Re: Infinite Loops and Explicit Exits

From: Peter Lacey (lacey_at_mb.sympatico.ca)
Date: 10/31/04


Date: Sun, 31 Oct 2004 14:47:55 -0600

Rick Smith wrote:
>

>
> I recognize the truth in what you say; but until WG4 takes
> an overt step to deprecate PERFORM ... THRU,
> multiple paragraph sections, and GO TO; such as by
> make these archaic, then what I have said remains valid
> for standard COBOL.
>
> When I discuss standard COBOL, my intent is noble;
> that is, I try to rise above the petty; but, in my own use
> of COBOL, I embrace the petty. Mr Plinston, you are
> preaching to the wrong person.

When I see posts like this, it seems to me that the purpose is to force
the elimination a style of programming (which is perfectly valid,
productive, and reliable) in favour of one which the author of the post
prefers. The ostensible reason is to eliminate errors which can be
caused by the misuse of the statements involved. Why not then eliminate
every verb which can be misused? Consider the COMPUTE verb: if somebody
accidentally uses a "+" instead of a "-", or enters 3.15 instead of 3.14
in his computation - dreadful possibly even catastrophic results can
occur. Get rid of the thing!!!

My example is facetious, of course, but my point remains valid. There
are very few verbs in the Cobol canon which can't be misused. Seems to
me that the argument ought to be applied everywhere.

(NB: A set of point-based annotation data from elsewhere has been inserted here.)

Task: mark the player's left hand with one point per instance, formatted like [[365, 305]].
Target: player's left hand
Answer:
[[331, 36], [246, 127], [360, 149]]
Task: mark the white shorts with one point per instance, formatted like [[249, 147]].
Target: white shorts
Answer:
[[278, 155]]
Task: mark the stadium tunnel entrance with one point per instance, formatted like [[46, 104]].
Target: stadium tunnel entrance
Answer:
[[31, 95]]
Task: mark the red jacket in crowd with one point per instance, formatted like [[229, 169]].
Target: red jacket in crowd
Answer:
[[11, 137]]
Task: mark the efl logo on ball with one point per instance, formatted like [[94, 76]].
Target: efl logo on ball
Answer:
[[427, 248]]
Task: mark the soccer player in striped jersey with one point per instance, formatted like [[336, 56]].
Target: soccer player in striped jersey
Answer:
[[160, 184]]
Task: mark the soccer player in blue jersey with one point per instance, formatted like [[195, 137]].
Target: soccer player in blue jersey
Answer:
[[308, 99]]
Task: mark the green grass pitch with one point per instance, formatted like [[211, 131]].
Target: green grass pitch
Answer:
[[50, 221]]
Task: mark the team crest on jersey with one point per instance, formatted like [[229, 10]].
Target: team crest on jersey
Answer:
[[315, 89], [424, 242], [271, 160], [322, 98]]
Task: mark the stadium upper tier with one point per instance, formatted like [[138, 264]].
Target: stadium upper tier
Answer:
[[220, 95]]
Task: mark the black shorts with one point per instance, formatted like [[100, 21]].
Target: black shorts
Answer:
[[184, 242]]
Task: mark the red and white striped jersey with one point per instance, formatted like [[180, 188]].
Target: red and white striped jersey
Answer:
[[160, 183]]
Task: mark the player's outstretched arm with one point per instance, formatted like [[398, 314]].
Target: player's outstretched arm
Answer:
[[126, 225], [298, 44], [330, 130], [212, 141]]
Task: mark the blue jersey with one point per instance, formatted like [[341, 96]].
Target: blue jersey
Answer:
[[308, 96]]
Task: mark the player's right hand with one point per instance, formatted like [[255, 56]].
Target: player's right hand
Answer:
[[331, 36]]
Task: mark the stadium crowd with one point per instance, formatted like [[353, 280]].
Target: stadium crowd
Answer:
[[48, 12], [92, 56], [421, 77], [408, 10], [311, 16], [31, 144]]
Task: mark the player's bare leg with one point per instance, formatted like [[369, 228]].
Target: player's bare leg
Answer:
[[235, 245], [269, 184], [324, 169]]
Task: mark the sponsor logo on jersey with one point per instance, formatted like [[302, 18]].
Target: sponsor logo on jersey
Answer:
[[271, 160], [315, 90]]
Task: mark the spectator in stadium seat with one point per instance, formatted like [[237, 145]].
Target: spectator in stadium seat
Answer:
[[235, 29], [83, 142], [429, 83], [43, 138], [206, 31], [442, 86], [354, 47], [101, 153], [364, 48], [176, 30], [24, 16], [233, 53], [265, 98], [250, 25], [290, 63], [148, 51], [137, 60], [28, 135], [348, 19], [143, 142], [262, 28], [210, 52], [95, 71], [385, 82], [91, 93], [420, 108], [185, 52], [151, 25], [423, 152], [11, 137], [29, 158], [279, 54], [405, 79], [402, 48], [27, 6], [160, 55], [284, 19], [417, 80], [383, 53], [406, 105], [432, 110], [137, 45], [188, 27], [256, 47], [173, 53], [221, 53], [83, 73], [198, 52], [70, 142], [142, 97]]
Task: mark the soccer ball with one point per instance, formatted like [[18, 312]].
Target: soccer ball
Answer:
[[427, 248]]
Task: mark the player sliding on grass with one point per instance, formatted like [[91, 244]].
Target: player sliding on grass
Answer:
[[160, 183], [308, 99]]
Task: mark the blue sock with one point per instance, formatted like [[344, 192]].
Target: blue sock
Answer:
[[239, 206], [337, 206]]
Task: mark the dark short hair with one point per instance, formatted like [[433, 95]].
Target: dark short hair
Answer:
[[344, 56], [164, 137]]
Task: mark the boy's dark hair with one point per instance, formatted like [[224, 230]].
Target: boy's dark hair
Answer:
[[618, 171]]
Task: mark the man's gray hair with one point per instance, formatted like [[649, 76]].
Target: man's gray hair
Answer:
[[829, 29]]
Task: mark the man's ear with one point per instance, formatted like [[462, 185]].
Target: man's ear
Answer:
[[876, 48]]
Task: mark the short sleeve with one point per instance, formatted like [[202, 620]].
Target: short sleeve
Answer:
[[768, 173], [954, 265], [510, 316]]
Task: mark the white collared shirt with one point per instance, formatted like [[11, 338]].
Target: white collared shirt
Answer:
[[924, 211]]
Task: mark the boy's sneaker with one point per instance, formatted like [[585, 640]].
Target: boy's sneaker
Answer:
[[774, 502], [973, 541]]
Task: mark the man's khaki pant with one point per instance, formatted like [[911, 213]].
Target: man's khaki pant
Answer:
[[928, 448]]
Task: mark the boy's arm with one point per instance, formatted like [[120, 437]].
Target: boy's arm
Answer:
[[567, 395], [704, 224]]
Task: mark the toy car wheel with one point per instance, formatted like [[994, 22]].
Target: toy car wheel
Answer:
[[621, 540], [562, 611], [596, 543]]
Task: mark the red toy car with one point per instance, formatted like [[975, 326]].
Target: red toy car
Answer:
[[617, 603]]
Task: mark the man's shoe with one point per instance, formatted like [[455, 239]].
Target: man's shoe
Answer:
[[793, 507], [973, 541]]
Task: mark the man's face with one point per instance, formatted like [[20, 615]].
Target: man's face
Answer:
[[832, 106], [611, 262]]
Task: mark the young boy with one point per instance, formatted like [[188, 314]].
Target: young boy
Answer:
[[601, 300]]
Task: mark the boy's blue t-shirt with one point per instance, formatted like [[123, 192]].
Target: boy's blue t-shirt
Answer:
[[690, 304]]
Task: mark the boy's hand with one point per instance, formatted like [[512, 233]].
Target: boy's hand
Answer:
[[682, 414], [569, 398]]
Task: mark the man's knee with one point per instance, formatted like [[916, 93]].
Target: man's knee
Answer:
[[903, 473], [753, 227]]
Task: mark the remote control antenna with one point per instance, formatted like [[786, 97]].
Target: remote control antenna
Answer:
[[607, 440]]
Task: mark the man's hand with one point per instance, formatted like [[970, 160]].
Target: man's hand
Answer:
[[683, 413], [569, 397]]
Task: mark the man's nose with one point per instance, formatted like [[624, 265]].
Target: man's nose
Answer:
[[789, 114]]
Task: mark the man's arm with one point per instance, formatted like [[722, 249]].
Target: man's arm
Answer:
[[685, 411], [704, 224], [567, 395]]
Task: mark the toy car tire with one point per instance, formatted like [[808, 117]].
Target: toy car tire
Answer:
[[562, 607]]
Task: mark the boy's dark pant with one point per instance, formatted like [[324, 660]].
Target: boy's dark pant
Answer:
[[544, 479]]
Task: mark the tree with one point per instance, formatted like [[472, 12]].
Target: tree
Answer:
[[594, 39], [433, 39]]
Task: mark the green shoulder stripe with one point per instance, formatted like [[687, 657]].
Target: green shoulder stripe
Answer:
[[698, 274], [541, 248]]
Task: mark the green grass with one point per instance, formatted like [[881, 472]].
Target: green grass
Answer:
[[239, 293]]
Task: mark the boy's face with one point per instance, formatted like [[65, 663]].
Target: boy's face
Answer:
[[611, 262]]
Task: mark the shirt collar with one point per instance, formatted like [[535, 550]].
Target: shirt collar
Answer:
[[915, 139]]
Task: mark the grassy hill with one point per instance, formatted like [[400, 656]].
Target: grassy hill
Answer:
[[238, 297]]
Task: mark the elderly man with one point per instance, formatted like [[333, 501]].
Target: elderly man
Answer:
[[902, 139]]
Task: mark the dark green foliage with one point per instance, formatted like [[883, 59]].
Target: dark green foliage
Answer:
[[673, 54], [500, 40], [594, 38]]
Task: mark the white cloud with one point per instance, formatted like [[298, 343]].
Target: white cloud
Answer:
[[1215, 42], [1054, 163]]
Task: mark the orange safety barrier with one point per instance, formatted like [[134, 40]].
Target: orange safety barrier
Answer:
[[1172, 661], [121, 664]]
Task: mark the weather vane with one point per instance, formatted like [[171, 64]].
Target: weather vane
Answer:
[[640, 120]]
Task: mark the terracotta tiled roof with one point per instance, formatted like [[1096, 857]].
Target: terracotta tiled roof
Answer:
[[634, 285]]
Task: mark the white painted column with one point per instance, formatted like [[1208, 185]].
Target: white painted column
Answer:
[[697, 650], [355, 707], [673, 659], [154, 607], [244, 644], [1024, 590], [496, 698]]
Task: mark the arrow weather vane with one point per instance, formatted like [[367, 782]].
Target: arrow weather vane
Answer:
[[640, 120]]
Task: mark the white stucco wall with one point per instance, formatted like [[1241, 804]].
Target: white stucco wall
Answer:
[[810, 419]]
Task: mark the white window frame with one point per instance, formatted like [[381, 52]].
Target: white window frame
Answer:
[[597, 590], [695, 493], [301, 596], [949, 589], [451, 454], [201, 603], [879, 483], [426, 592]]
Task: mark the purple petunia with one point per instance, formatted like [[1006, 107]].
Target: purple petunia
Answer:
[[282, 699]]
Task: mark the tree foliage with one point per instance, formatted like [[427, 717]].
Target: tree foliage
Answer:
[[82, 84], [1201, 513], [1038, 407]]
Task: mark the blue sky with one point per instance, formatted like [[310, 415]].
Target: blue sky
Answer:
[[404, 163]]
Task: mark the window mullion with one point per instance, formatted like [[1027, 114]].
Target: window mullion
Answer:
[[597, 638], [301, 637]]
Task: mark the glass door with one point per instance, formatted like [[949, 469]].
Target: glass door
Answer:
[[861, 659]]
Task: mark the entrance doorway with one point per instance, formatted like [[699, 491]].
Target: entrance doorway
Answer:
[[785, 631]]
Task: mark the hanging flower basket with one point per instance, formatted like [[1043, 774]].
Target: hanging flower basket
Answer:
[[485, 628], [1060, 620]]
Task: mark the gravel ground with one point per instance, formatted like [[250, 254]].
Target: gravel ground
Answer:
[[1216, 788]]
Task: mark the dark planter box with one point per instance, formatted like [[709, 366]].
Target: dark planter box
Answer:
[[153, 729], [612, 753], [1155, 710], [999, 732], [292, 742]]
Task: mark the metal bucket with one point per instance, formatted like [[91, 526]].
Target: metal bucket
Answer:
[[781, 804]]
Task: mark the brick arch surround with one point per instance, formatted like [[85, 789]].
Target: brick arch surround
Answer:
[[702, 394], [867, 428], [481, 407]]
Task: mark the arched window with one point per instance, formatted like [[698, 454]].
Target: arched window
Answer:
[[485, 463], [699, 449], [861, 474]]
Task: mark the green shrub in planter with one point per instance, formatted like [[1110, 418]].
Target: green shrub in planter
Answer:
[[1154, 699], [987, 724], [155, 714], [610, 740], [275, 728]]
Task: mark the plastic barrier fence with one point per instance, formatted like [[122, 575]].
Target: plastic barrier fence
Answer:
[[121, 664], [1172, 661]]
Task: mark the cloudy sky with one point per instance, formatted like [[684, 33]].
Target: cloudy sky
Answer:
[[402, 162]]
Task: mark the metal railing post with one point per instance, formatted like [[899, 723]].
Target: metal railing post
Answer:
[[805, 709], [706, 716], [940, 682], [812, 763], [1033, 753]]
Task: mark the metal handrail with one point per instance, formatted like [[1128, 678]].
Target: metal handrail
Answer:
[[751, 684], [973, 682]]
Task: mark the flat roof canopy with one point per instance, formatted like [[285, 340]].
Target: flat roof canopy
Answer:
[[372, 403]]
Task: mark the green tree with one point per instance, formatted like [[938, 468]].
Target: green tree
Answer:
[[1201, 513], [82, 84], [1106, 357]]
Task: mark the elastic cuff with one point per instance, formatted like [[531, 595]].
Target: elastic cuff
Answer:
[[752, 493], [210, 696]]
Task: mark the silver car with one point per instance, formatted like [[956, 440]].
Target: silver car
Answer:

The misuse of GOTO's only applies during the debugging and testing
phase, anyway. It isn't as if a GOTO will suddenly misbehave after
years of laying in wait. If a situation hasn't been anticipated by the
programmer after the same years and the program misfunctions as a
result, it's a design fault, not the fault of the verb in question.

I agree: Djikstra and his acolytes have done us a dubious service.